Kgalema Motlanthe, President of South Africa, has signed the Companies Bill into law, which promises to reduce the regulatory burden on companies, particularly small- and medium-sized enterprises (SMEs).

The Bill, which now officially becomes the Companies Act, No. 71 of 2008, was published in the Government Gazette as of April 9, 2009. Commenting on the new legislation, Zodwa Ntuli, Deputy Director-General of the Consumer and Corporate Regulation Division (CCRD) of the Department of Trade and Industry said: “The new Act brings about a lasting mechanism to facilitate the rescuing of businesses that are in financial distress. It is aimed at ensuring that companies are saved before they reach a stage of insolvency and ultimate liquidation."

Ntuli added: "Both companies and workers will be empowered to initiate business rescue plans, where there are apparent signs of distress. This will ensure the efficient running of companies, while strengthening means of sustaining jobs in the economy. We want to promote efficiency and economic growth, retain efficient resources and save jobs."
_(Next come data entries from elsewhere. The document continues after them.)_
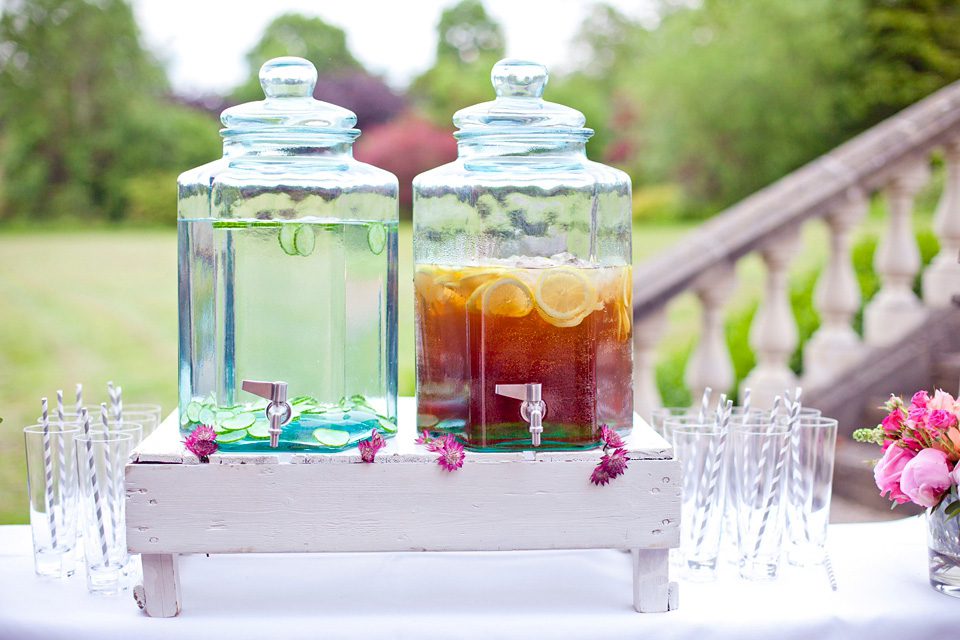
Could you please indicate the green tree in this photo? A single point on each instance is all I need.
(913, 50)
(469, 43)
(82, 110)
(293, 34)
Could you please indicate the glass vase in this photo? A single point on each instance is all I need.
(943, 549)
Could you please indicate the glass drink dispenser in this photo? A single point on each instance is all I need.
(287, 278)
(523, 278)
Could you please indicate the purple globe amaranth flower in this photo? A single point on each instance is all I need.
(610, 437)
(611, 466)
(451, 453)
(370, 446)
(202, 442)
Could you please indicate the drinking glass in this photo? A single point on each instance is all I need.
(812, 455)
(760, 453)
(101, 458)
(52, 492)
(699, 445)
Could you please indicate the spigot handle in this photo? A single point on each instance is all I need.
(278, 411)
(532, 409)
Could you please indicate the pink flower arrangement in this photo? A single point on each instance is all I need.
(921, 450)
(370, 446)
(450, 450)
(202, 442)
(611, 464)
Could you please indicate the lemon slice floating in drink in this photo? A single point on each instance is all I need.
(507, 296)
(564, 296)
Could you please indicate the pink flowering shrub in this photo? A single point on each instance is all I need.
(921, 449)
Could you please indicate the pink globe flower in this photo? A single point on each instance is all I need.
(925, 477)
(888, 470)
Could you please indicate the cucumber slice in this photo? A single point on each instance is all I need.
(231, 436)
(287, 239)
(193, 411)
(239, 421)
(206, 416)
(331, 437)
(387, 425)
(376, 238)
(304, 240)
(259, 430)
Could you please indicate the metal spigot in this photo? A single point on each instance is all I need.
(278, 410)
(532, 409)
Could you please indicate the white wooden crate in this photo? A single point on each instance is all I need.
(405, 501)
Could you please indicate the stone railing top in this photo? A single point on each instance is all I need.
(859, 166)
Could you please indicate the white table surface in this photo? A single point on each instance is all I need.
(880, 568)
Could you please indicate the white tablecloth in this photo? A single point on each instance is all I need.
(881, 569)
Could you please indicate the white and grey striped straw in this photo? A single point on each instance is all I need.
(48, 473)
(746, 406)
(704, 402)
(97, 501)
(61, 448)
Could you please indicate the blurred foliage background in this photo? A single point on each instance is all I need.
(702, 104)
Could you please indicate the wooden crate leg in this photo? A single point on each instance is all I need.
(159, 595)
(652, 590)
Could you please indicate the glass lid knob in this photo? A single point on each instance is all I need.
(519, 78)
(288, 77)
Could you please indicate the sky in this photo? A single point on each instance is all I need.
(202, 43)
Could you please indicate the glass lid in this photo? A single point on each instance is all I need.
(289, 106)
(519, 107)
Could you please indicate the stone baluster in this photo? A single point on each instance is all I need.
(895, 309)
(835, 345)
(773, 335)
(710, 364)
(646, 334)
(941, 280)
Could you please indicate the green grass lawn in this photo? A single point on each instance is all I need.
(95, 306)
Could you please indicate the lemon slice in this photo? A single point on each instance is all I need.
(564, 294)
(507, 296)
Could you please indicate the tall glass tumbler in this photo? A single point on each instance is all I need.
(101, 458)
(812, 455)
(760, 453)
(52, 490)
(699, 445)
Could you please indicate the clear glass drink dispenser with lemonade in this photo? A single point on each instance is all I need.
(523, 278)
(287, 278)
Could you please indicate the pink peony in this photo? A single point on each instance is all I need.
(202, 442)
(925, 477)
(370, 446)
(888, 470)
(611, 466)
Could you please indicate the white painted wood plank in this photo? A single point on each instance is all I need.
(161, 586)
(399, 507)
(165, 446)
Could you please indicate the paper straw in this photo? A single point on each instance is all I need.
(48, 473)
(796, 478)
(830, 575)
(713, 475)
(111, 501)
(704, 401)
(97, 501)
(768, 504)
(61, 450)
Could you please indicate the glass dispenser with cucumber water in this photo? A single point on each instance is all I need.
(287, 278)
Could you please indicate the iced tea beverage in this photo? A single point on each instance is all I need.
(559, 322)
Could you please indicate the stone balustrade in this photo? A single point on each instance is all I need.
(892, 158)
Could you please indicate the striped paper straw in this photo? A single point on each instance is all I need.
(61, 449)
(97, 501)
(48, 473)
(704, 401)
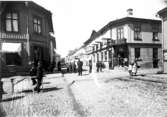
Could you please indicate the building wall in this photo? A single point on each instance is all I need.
(165, 41)
(146, 55)
(26, 15)
(146, 34)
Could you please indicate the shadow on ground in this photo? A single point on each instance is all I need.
(42, 90)
(77, 107)
(128, 79)
(2, 112)
(12, 98)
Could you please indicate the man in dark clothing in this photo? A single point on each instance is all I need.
(39, 76)
(33, 72)
(97, 66)
(80, 64)
(90, 66)
(59, 66)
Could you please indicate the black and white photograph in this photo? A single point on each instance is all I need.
(83, 58)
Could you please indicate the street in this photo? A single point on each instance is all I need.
(106, 94)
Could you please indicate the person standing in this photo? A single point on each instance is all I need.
(33, 72)
(59, 66)
(80, 64)
(134, 68)
(97, 66)
(90, 66)
(130, 69)
(39, 76)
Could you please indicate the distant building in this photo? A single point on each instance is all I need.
(125, 40)
(163, 14)
(25, 35)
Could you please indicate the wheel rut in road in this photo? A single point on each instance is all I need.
(77, 107)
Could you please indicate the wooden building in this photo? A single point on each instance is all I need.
(25, 36)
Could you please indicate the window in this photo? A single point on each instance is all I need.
(155, 36)
(137, 32)
(155, 29)
(120, 33)
(11, 22)
(37, 25)
(137, 52)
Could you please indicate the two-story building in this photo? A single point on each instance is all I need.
(125, 40)
(25, 35)
(163, 15)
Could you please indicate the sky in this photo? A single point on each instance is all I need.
(74, 20)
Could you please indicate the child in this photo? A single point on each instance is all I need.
(130, 69)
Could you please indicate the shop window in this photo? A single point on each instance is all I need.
(11, 22)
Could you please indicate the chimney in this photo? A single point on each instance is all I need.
(129, 12)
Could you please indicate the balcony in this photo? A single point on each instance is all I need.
(13, 36)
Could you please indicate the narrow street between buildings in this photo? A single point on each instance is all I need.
(109, 93)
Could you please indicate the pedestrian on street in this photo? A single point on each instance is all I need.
(90, 66)
(33, 72)
(134, 68)
(130, 69)
(39, 76)
(80, 64)
(97, 66)
(74, 67)
(59, 66)
(100, 66)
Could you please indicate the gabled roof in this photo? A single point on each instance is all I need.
(118, 22)
(163, 11)
(29, 4)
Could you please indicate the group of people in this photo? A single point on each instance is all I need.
(133, 67)
(36, 73)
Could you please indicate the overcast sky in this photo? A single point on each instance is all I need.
(74, 20)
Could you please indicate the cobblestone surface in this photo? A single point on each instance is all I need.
(107, 94)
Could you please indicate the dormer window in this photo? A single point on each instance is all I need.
(11, 22)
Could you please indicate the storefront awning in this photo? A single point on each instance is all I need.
(11, 47)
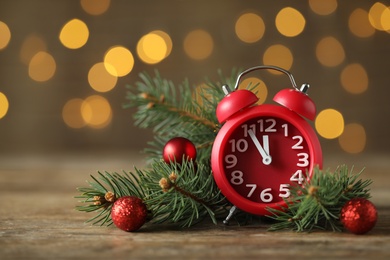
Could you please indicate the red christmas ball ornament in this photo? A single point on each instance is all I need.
(177, 148)
(129, 213)
(358, 215)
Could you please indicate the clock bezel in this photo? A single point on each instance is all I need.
(217, 155)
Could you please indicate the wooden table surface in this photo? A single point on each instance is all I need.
(38, 220)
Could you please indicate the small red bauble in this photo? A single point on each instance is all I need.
(358, 215)
(177, 148)
(129, 213)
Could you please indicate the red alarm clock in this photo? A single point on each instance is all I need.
(262, 150)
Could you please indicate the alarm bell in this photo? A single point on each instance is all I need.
(294, 99)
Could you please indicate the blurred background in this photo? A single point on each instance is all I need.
(64, 65)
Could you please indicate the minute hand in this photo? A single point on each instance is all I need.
(263, 152)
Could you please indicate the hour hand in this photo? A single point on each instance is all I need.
(264, 151)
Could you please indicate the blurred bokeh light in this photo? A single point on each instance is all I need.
(83, 53)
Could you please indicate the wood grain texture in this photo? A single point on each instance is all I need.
(38, 221)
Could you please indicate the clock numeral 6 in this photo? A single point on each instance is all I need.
(266, 195)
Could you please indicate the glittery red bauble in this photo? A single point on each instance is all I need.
(129, 213)
(177, 148)
(358, 215)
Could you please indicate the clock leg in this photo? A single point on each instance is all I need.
(232, 211)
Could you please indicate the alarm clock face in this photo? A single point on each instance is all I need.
(262, 156)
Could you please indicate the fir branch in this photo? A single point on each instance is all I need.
(188, 195)
(317, 204)
(104, 190)
(182, 194)
(172, 111)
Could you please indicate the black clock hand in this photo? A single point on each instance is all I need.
(263, 152)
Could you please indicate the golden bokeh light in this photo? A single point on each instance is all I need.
(354, 78)
(74, 34)
(278, 55)
(71, 113)
(95, 7)
(323, 7)
(375, 15)
(330, 52)
(359, 24)
(153, 47)
(42, 67)
(96, 111)
(99, 79)
(5, 35)
(385, 19)
(31, 46)
(198, 44)
(257, 86)
(4, 105)
(250, 28)
(118, 61)
(290, 22)
(353, 139)
(329, 123)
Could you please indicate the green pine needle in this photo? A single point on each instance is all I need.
(317, 203)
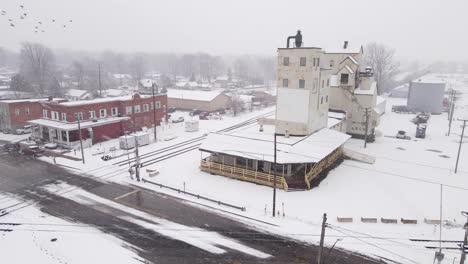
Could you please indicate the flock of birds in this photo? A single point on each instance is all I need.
(38, 26)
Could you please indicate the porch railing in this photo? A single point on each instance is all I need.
(243, 174)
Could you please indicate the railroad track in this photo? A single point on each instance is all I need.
(182, 147)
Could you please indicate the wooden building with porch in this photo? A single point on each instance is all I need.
(250, 157)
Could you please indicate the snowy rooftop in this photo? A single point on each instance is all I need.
(76, 92)
(66, 126)
(341, 50)
(192, 95)
(102, 100)
(31, 100)
(370, 91)
(310, 149)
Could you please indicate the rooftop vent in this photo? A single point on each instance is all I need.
(297, 38)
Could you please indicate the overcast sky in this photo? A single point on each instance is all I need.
(417, 29)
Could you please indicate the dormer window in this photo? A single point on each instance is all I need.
(344, 78)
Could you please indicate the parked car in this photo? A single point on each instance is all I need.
(25, 130)
(178, 120)
(51, 145)
(215, 116)
(10, 147)
(195, 112)
(203, 116)
(106, 157)
(34, 151)
(421, 131)
(402, 135)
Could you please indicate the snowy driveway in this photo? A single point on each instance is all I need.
(160, 229)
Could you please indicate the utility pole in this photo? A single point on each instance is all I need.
(274, 177)
(154, 113)
(137, 160)
(461, 142)
(100, 86)
(465, 240)
(451, 110)
(367, 127)
(322, 238)
(78, 117)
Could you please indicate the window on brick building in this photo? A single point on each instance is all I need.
(344, 78)
(54, 115)
(137, 108)
(303, 61)
(92, 114)
(128, 110)
(102, 113)
(79, 116)
(301, 83)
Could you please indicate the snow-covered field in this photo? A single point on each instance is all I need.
(405, 182)
(41, 238)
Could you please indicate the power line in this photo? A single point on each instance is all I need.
(373, 245)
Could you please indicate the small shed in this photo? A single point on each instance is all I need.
(126, 142)
(142, 138)
(426, 95)
(191, 125)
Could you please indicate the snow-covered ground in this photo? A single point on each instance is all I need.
(41, 238)
(405, 182)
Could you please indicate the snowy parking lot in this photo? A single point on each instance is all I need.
(408, 180)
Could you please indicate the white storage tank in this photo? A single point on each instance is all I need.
(142, 138)
(191, 125)
(126, 142)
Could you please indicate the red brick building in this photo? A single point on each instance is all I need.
(100, 119)
(15, 114)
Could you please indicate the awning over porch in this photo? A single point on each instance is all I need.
(309, 149)
(67, 126)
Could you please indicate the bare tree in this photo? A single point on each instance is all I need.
(138, 67)
(237, 105)
(381, 59)
(37, 65)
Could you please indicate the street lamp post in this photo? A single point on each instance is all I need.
(154, 113)
(274, 177)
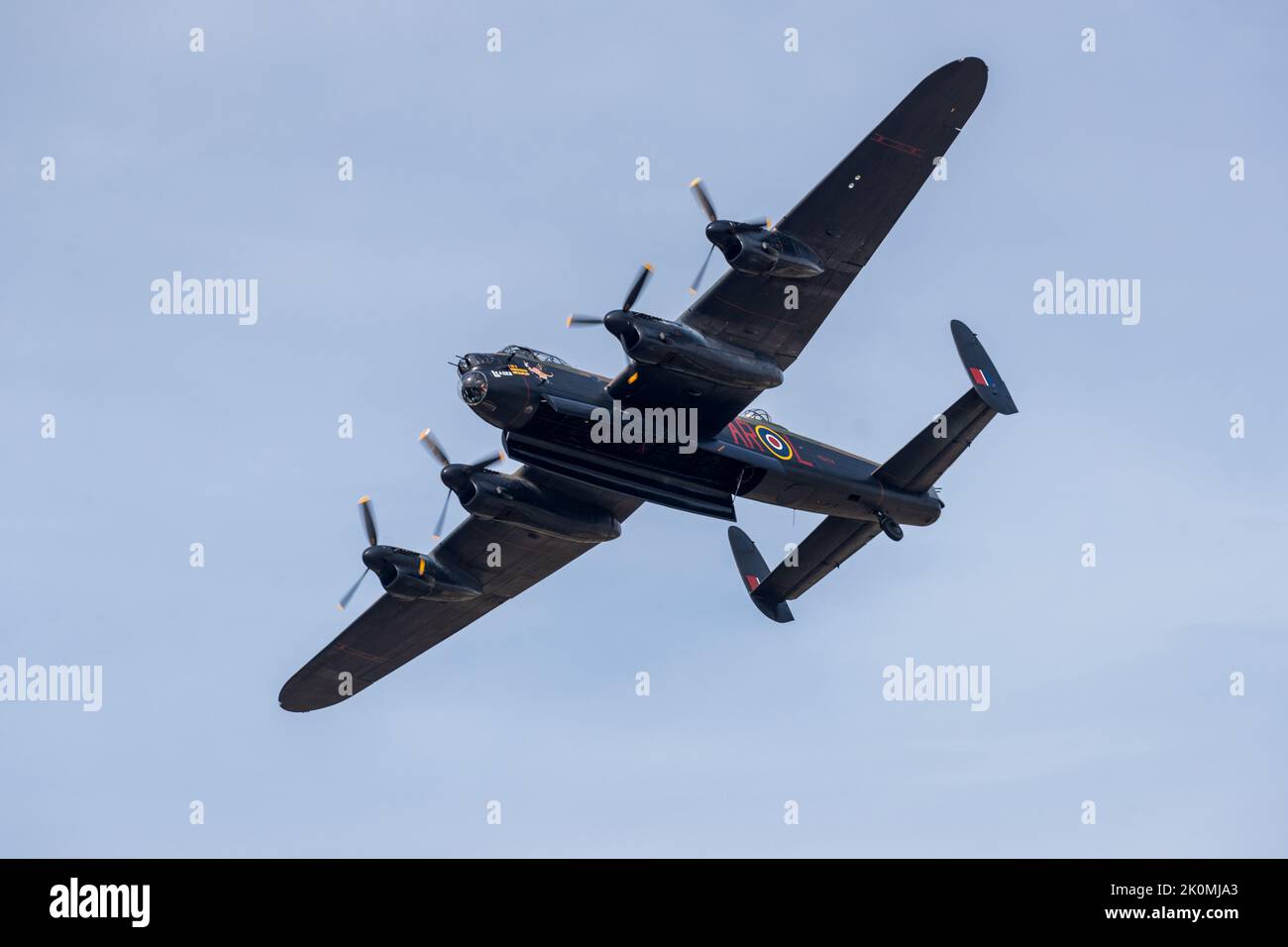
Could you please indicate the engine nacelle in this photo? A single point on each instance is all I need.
(407, 575)
(649, 341)
(768, 253)
(514, 500)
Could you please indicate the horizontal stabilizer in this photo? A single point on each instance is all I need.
(919, 463)
(754, 571)
(829, 544)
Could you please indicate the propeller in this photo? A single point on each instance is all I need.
(631, 296)
(719, 230)
(452, 474)
(369, 522)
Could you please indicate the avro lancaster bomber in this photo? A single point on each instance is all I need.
(575, 489)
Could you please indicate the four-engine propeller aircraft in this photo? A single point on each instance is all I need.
(575, 489)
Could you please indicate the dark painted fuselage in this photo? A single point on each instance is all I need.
(549, 412)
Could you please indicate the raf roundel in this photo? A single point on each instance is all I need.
(776, 442)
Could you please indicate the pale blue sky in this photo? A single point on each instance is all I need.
(1108, 684)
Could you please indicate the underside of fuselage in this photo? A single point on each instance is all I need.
(563, 420)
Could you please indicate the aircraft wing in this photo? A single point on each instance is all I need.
(844, 219)
(393, 631)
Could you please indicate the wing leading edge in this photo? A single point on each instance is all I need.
(845, 218)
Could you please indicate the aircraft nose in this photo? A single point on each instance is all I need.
(473, 386)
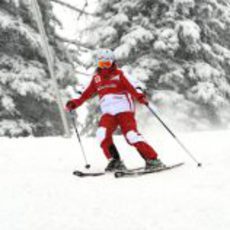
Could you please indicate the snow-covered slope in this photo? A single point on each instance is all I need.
(38, 191)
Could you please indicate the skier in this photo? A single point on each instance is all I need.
(117, 96)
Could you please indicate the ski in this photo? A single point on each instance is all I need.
(133, 173)
(88, 174)
(95, 174)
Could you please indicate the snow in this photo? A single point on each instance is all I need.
(38, 190)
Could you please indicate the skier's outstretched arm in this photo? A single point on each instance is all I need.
(138, 96)
(74, 103)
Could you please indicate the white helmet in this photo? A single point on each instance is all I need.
(105, 58)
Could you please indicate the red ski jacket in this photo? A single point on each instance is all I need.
(108, 81)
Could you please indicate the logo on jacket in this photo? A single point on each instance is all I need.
(116, 78)
(97, 79)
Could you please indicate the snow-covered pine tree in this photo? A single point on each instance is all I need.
(27, 101)
(179, 48)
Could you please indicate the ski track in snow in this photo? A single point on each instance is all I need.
(38, 191)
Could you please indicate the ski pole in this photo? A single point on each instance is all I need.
(72, 115)
(174, 136)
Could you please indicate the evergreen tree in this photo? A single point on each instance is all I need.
(27, 103)
(179, 48)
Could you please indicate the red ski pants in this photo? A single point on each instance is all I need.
(109, 123)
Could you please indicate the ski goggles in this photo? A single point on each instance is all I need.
(104, 64)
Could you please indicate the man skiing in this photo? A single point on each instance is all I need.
(117, 96)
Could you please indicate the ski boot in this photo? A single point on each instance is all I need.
(152, 164)
(115, 165)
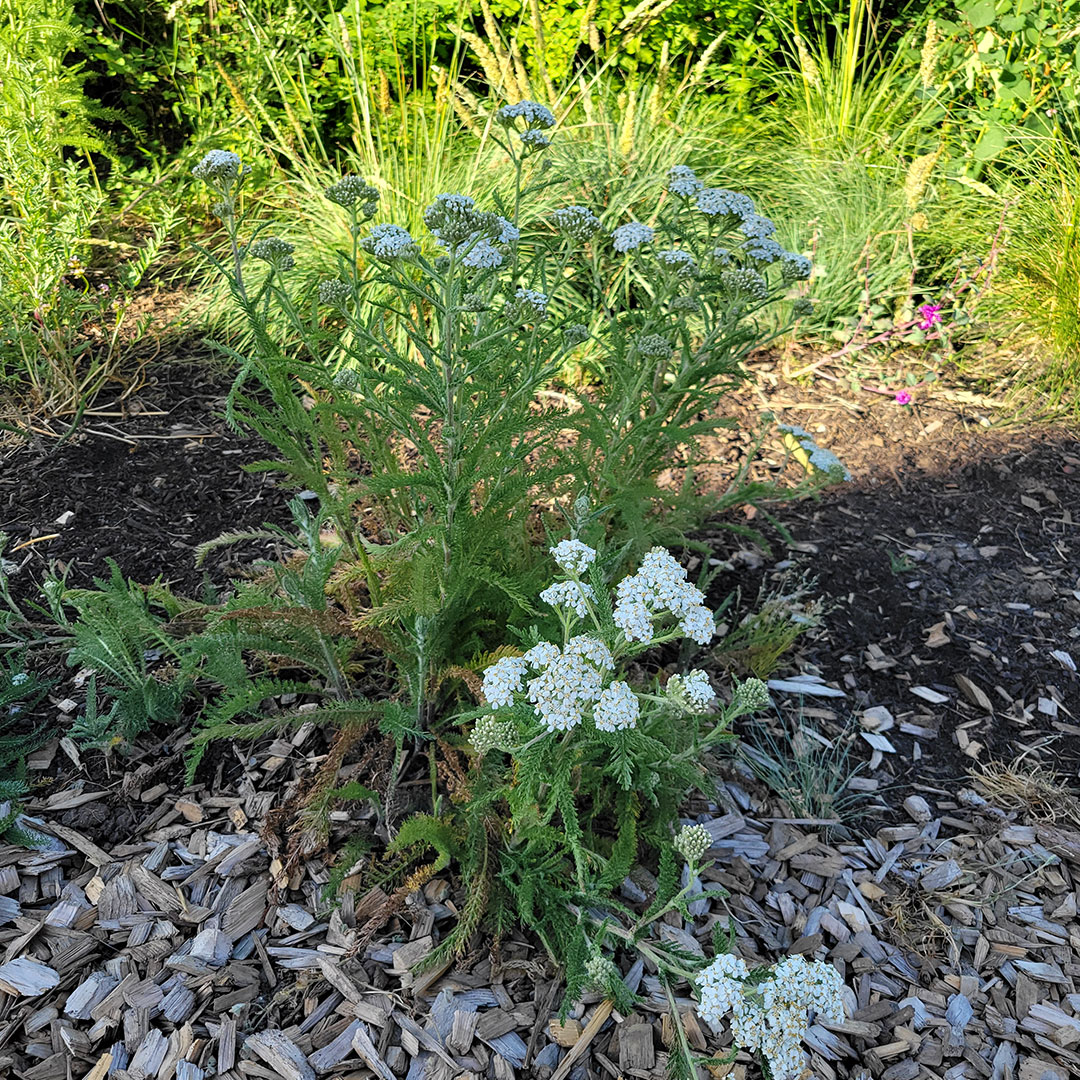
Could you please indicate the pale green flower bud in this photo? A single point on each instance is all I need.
(692, 841)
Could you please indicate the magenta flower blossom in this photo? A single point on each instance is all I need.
(931, 315)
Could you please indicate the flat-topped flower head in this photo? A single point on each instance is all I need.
(503, 679)
(719, 202)
(617, 710)
(218, 165)
(578, 223)
(483, 255)
(631, 235)
(534, 113)
(569, 682)
(354, 192)
(274, 251)
(660, 586)
(389, 242)
(572, 556)
(683, 181)
(765, 250)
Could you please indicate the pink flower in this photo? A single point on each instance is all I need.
(931, 315)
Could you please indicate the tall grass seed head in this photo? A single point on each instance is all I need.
(692, 841)
(572, 556)
(354, 193)
(334, 293)
(389, 242)
(631, 235)
(617, 710)
(719, 202)
(578, 223)
(683, 181)
(274, 251)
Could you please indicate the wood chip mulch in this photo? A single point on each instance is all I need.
(189, 953)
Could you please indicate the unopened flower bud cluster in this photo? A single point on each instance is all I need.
(770, 1016)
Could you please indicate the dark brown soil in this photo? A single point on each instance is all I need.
(145, 489)
(945, 524)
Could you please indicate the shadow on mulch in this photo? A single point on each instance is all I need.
(950, 553)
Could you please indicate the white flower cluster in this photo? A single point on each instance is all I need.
(658, 586)
(575, 595)
(691, 691)
(756, 227)
(389, 242)
(578, 223)
(274, 251)
(771, 1016)
(572, 556)
(568, 682)
(683, 262)
(538, 118)
(692, 841)
(618, 709)
(822, 459)
(219, 167)
(720, 202)
(683, 180)
(630, 235)
(352, 192)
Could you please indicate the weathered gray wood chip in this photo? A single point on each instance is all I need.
(283, 1055)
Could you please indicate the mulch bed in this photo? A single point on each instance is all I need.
(161, 934)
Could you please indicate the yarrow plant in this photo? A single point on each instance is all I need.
(581, 767)
(768, 1008)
The government claims that the 2008 Companies Act lends a helping hand to SMEs by reducing the regulatory burden placed on them. While all companies will be required to prepare annual financial statements under the legislation, this is largely intended to encourage sound financial management. However, some enterprises will be exempted from having their financial statements audited or reviewed, depending on their size, workforce and nature of their activities.

The legislation also simplifies the framework on compliance issues, in respect of the structure, registration and maintenance of companies, so as to reduce the need for intermediaries, and save businesses time and money in the process.

In addition, the 2008 Act promotes shareholder activism, especially in relation to minority shareholders and foreign investors. In this regard, the required support for the calling of a shareholders meeting has now been reduced to 10%. The new Act also makes provision for an audit committee to be appointed by shareholders of a company, which entrenches the role of shareholders and the level of independence that should be maintained between audit committees and boards of companies. Further, more comprehensive corporate governance principles, to promote the effective functioning of companies, will be compulsory under the new Act.

“This Act will go a long way in promoting sound corporate governance, transparency, and access to information, amongst other regulatory oversight improvements," argued Ntuli.